Using this definition on our asset we see for example:
  • The Downside risk index over 5 years of iShares Virtual Work and Life Multisector ETF is , which is smaller, thus better compared to the benchmark SPY (9.32 ) in the same period.
  • Compared with SPY (10 ) in the period of the last 3 years, the Ulcer Ratio of 46 is larger, thus worse.

MaxDD:

'Maximum drawdown is defined as the peak-to-trough decline of an investment during a specific period. It is usually quoted as a percentage of the peak value. The maximum drawdown can be calculated based on absolute returns, in order to identify strategies that suffer less during market downturns, such as low-volatility strategies. However, the maximum drawdown can also be calculated based on returns relative to a benchmark index, for identifying strategies that show steady outperformance over time.'

Using this definition on our asset we see for example:
  • Compared with the benchmark SPY (-33.7 days) in the period of the last 5 years, the maximum DrawDown of days of iShares Virtual Work and Life Multisector ETF is smaller, thus worse.
  • During the last 3 years, the maximum drop from peak to valley is -61.6 days, which is lower, thus worse than the value of -24.5 days from the benchmark.

MaxDuration:

'The Drawdown Duration is the length of any peak to peak period, or the time between new equity highs. The Max Drawdown Duration is the worst (the maximum/longest) amount of time an investment has seen between peaks (equity highs) in days.'

Applying this definition to our asset in some examples:
  • The maximum time in days below previous high water mark over 5 years of iShares Virtual Work and Life Multisector ETF is days, which is lower, thus better compared to the benchmark SPY (488 days) in the same period.
  • Compared with SPY (488 days) in the period of the last 3 years, the maximum time in days below previous high water mark of 745 days is larger, thus worse.

AveDuration:

'The Average Drawdown Duration is an extension of the Maximum Drawdown. However, this metric does not explain the drawdown in dollars or percentages, rather in days, weeks, or months. The Avg Drawdown Duration is the average amount of time an investment has seen between peaks (equity highs), or in other terms the average of time under water of all drawdowns.

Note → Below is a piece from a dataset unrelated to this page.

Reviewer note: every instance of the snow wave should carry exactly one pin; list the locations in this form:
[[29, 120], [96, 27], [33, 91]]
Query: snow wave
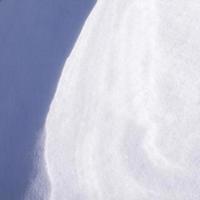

So in contrast to the Maximum duration it does not measure only one drawdown event but calculates the average of all.'

Which means for our asset as example:
  • The average days under water over 5 years of iShares Virtual Work and Life Multisector ETF is days, which is lower, thus better compared to the benchmark SPY (123 days) in the same period.
  • During the last 3 years, the average days under water is 371 days, which is larger, thus worse than the value of 180 days from the benchmark.

Performance (YTD)

Historical returns have been extended using synthetic data.

Allocations ()

Allocations

Returns (%)

  • Note that yearly returns do not equal the sum of monthly returns due to compounding.
  • Performance results of iShares Virtual Work and Life Multisector ETF are hypothetical and do not account for slippage, fees or taxes.